Choosing a Client Package

The standard seems to be to generate code to meet a schema, but I’d rather load it dynamically into an app if possible.

After a bit of looking I found Bravado which looked promising. However, it was a pain to install - it relies on the twisted package and that doesn’t seem to install on Windows through pip successfully, so after some failed attempts to get it to work I gave up. I figure it’s not worth using if it’s going to be a pain for others to install - shame :(.

Next up was pyswagger - it seems to provide all the functionality and be well maintained (commits in the past few days when I wrote this). The API doesn’t look as polished to me when compared to bravado above, but it worked fine in practice.

On the testing point - pyswagger uses requests for HTTP requests, so we can easily test using the responses library to provide mock responses to them.

The First Test

This was painful to get working, but as always trivial to fix in the end.

I needed to load in the schema, and then intercept the requests over the network for each API call.
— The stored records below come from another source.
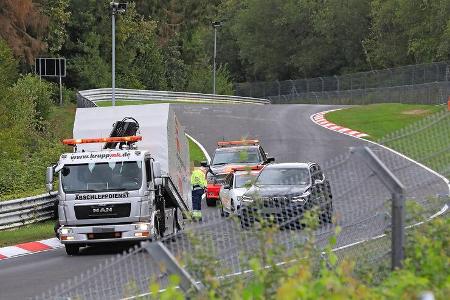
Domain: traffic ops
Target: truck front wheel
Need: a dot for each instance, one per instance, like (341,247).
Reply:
(72,249)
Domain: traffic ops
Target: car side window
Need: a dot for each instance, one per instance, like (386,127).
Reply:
(313,171)
(230,181)
(319,173)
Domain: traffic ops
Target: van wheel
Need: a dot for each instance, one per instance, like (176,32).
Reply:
(72,249)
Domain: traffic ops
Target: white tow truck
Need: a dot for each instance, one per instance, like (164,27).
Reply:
(129,187)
Intercepting the API calls was trivial with responses, but loading in the schema turned out to be less so.

There were two approaches I could see:

  • pyswagger lets you load in a schema from file, so just pass it a file name
  • intercept the request for the schema over the network

However, both failed when I tried:

  • if I loaded in the schema from file, pyswagger would then try and make API requests using the file scheme, which causes it to fall over as that’s not a supported scheme for that part it seems.
  • the request for the schema over the network uses urllib.urlopen rather than requests so I couldn’t easily intercept it with responses and would have to do more mocking of the deep internals of pyswagger, which seemed wrong.
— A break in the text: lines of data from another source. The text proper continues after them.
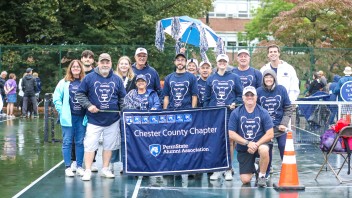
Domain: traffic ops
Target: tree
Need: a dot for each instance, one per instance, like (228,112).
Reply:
(258,27)
(315,23)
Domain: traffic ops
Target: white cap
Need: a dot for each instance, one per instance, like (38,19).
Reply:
(222,57)
(249,89)
(243,51)
(192,60)
(203,62)
(141,50)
Lots of trial-and-error and reading of the pyswagger source later I found the solution in the tests of the client in pyswagger itself. They were doing exactly what I was trying in the first bullet above - loading in the schema from file then intercepting API requests - so why were their API requests working? It turns out their schema had two entries not added by Flask-RESTPlus - host and schemes.

So I just needed this in top level of my schema saved in a file for the tests:

{
  "host": "127.0.0.1:5000",
   "schemes":[
      "http"
   ],
   ...
}

With that, pyswagger can load schema from file for tests, and then send API requests over HTTP to that address, and we can use responses to catch those and respond to them.

Phew!

Overall

Once I had wasted far too long trying to get a test working, everything else was straightforward, basically just following the tutorials linked in the pyswagger readme.

When you have loaded in the schema to pyswagger, you just reference API calls by name in the schema, which Flask-RESTPlus auto-generates from the class names you give to resources, and you can rename if you want - details of both of those bits of logic here. pyswagger makes sure you pass in all the right arguments in the right format, so if you have models in the schema you pretty much have to use the API correctly or any attempts will be rejected, which is great for catching bugs early.

Result

Here’s the project - microcarddeck. I didn’t end up implementing much function because I didn’t need to - I got to exercise the pyswagger package and get a feel for how to use it, and got a good simple bit of reference code to crib from in the future.